Em tese estou disposta a tentar reconstruir. Mas será que tenho o suficiente para isso? Amor, luz, paz, confiança? Não quero viver sendo um poço de ranço, ciúmes e insegurança.

Ontem a noite apaguei as mensagens que a amante me mandou, cobertas de fotos e prints, evidenciando tudo ali. Apaguei porque já li mil vezes. Apaguei porque já era autotortura. Apaguei porque quero tentar seguir em frente.

Cansada.

Pergunto pra ele que garante que ele não vai fazer isso de novo. Ele responde que não quer passar por isso novamente. Então não é amor, luz, paz e confiança que vai fazer ele ser fiel a mim. É medo de passar de novo por isso.

Mesmo querendo eu não vou me enganar. Eu conheço meus passos. Eu vejo meus erros.

Essa noite acordei de madrugada com crise de ansiedade. Sentia que não podia respirar, mas respirava normalmente. Senti calor extremo embora o ar condicionado estivesse ligado e minha temperatura estivesse 36.1ºC. Senti uma náusea terrível, mas não consegui sequer forçar o vômito. Entrei no google pra checar se eu tava tendo um infarto, mas depois lembrei de ataque de pânico.

Eu tenho muito trabalho para essa semana, mas nada fora desse mundo. Tive problemas com meu carro, mas nada que eu não tenha dinheiro para pagar. Ontem fiz almoço, vi jogos de futebol e meu time venceu. Mas ainda assim acordo com uma sensação de morte iminente.Eu tenho passagem comprada pra ver minha família, grana o suficiente para pagar minhas contas, capacidade suficiente para exercer o meu trabalho. Mas aí vem o meu corpo e dá um ataque de pânico duas e meia da manhã de domingo pra segunda-feira. Como é que eu explico pro meu corpo que tá tudo bem, que não precisa ter ataque de ansiedade?

Não é a primeira vez, mas é bem raro esse tipo de episódio. Uma vez tive na faculdade em pleno divórcio dos meus pais, que foi terrível. E pra piorar o carro da minha mãe tinha pegado fogo com nós duas em uma avenida movimentada.Cheguei na faculdade, tava em sala de aula e veio dificuldade de respirar, fiquei pálida. Fui pra enfermaria e tudo normal. Pânico.

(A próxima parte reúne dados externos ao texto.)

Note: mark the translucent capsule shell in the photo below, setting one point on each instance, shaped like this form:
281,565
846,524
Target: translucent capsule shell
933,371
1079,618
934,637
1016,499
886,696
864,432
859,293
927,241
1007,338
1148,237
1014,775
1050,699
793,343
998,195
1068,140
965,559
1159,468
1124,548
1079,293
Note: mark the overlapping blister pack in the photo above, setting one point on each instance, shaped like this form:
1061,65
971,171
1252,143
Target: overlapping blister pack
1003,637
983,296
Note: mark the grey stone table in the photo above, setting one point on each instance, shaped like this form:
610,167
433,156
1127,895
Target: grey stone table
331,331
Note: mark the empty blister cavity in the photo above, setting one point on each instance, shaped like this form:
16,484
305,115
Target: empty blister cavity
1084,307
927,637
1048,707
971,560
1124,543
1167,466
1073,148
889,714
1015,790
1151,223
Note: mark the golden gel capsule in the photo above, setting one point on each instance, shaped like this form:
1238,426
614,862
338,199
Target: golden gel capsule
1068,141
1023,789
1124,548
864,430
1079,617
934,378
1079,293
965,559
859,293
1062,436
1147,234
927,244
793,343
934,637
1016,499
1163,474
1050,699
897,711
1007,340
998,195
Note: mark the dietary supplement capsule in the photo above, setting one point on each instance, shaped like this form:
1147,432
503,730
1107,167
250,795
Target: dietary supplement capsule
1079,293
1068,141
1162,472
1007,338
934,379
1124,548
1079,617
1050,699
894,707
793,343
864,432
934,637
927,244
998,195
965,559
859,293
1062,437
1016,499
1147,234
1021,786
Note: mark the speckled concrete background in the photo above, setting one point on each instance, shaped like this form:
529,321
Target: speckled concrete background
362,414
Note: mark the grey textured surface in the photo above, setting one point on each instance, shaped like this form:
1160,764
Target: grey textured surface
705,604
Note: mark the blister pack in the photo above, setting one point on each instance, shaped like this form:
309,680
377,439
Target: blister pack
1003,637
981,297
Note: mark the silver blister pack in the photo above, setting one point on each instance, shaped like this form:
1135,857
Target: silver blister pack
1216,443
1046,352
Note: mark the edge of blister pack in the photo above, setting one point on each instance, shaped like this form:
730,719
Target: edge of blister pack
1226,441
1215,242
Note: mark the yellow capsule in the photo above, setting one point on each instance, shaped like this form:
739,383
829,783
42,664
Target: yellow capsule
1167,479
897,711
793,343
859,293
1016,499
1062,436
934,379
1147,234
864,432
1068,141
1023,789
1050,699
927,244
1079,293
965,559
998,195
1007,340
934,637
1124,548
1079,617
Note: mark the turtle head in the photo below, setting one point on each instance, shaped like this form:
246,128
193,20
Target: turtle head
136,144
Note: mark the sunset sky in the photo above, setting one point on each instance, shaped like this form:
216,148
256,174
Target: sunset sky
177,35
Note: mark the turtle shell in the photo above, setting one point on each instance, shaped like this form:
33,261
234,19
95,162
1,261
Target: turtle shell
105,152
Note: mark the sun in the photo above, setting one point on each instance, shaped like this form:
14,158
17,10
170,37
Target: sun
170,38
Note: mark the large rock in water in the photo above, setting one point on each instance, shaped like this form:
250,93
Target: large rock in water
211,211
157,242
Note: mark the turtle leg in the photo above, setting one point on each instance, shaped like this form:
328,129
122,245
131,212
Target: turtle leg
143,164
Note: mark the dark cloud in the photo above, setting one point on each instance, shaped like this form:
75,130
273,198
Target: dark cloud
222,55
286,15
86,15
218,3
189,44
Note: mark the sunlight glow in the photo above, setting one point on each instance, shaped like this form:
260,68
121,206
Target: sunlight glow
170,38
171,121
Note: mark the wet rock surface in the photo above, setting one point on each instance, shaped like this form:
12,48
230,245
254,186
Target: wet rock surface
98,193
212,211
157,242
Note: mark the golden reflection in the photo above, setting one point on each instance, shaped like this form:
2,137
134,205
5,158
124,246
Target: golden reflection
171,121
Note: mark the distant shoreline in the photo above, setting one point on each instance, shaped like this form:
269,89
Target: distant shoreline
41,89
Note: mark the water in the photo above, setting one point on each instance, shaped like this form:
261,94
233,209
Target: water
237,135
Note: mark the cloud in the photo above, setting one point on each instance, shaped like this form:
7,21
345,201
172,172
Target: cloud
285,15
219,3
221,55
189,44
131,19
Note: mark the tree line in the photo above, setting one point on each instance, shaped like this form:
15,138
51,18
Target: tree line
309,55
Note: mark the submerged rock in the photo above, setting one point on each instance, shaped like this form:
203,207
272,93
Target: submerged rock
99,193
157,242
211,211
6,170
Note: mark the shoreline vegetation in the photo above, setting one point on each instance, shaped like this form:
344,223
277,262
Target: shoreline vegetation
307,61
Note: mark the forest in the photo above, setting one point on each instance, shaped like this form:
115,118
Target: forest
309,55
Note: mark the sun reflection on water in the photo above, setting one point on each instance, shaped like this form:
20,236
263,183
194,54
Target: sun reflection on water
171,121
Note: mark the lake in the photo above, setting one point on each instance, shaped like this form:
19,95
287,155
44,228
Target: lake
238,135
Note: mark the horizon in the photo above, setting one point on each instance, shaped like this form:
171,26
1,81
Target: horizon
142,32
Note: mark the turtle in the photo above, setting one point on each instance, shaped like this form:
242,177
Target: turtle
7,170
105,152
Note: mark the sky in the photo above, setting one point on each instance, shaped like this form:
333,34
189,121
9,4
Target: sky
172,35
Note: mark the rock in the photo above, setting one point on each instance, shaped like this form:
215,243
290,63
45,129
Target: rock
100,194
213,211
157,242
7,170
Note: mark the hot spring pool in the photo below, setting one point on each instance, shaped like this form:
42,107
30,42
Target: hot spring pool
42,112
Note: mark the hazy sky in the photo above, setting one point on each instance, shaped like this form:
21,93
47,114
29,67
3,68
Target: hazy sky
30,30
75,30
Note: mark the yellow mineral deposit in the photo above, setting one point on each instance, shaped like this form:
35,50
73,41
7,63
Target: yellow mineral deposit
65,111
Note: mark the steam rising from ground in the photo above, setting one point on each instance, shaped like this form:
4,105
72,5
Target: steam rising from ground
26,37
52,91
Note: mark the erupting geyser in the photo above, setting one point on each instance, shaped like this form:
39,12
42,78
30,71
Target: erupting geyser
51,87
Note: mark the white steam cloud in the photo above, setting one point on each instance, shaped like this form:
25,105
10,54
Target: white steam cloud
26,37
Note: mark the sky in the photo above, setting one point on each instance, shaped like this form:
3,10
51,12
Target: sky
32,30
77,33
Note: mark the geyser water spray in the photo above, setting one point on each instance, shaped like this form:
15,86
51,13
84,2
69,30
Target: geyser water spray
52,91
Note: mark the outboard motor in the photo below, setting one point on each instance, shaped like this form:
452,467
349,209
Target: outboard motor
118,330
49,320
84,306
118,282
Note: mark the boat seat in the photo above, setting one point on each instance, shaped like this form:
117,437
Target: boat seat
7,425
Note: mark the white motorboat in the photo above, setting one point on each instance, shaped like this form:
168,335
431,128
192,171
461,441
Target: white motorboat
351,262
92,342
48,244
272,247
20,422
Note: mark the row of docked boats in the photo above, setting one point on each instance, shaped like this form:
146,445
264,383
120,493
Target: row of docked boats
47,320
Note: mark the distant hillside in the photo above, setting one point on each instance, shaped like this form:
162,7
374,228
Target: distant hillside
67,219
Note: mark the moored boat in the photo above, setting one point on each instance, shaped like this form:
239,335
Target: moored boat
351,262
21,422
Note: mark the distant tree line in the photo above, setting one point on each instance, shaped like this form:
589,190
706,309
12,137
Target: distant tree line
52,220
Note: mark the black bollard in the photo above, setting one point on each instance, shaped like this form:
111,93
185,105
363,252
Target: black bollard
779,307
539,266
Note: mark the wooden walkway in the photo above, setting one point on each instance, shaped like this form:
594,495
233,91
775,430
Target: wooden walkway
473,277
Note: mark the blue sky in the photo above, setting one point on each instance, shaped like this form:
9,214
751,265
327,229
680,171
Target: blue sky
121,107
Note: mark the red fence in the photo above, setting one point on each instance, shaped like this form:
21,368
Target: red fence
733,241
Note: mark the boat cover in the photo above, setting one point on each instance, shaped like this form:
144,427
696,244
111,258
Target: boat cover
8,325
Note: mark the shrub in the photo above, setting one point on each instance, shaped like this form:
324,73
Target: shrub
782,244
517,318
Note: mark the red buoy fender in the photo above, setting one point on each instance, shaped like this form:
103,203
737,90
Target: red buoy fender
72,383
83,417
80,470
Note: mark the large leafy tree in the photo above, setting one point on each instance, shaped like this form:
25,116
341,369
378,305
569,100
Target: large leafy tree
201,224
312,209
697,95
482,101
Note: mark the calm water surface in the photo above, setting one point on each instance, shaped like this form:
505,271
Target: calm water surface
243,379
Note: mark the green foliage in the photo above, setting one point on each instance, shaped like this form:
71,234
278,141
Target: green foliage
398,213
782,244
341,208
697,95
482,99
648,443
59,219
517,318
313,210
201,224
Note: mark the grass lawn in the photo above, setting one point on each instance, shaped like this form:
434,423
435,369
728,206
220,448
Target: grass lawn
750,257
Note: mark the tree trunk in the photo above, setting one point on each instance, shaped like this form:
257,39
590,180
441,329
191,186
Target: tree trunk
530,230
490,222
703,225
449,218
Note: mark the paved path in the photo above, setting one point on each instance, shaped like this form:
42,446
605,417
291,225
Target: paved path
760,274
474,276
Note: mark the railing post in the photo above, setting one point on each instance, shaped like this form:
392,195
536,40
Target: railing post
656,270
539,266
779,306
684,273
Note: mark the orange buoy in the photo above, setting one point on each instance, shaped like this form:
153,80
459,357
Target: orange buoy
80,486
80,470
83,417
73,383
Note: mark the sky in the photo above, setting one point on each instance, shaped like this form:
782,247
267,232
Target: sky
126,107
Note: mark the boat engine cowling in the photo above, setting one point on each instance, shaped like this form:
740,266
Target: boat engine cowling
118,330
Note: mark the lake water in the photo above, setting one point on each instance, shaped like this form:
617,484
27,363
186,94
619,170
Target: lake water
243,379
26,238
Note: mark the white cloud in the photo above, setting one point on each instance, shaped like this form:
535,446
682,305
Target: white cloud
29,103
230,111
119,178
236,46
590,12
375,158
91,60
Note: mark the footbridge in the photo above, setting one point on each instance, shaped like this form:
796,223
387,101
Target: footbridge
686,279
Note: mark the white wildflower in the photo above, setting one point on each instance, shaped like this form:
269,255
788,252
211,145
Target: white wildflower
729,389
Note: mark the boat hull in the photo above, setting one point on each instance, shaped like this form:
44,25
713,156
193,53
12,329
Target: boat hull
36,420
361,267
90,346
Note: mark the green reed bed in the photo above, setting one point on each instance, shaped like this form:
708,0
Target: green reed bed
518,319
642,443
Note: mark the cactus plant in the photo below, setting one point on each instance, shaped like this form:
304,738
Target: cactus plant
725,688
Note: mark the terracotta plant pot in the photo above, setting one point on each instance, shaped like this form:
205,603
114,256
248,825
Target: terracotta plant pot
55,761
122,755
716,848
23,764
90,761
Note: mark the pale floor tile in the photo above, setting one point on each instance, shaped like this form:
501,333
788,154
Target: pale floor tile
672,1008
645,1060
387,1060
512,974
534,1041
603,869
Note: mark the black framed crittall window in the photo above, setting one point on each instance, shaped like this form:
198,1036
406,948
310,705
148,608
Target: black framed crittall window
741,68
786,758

Depois, tipo em 2015, perdi um vôo que era no dia 4 (uma terça) mas fui pega-lo na quarta-feira (dia 5). Pra entrar na sala de embarque me avisaram "isso foi ontem". Enquanto checava com a empresa área se algo podia ser feito (e podia, era passagem cara comprada na mesma semana porque eu tava indo apagar um incêndio em Recife, então tinha condições especiais), o meu big boss me ligou pra botar a pressão na viagem. Fiz a viagem e fui direto pra uma reunião. Ela foi horrorosa. Cheguei no hotel, deixei minhas coisas e fui sentar na beira da praia. Senti um perigo eminente. Algo ia acontecer comigo. Será que me iam assaltar? Será que eu ia ficar bem? Não podia respirar. Achei que fosse desmaiar. Pânico.

Agora estou em trabalho remoto há 7 meses, trabalhando desesperadamente, sem folga ou férias, lidando com problemas da vida e sem nenhum ponto de escape. Sem mencionar uma pandemia que já matou 140 mil pessoas e que eu tenho que me cuidar para não me contaminar, um governo que pretende acabar com esse país e todas as dores da vida que não pára de passar. Não vejo ninguém desde março. É. Não tá tudo bem assim. Pânico.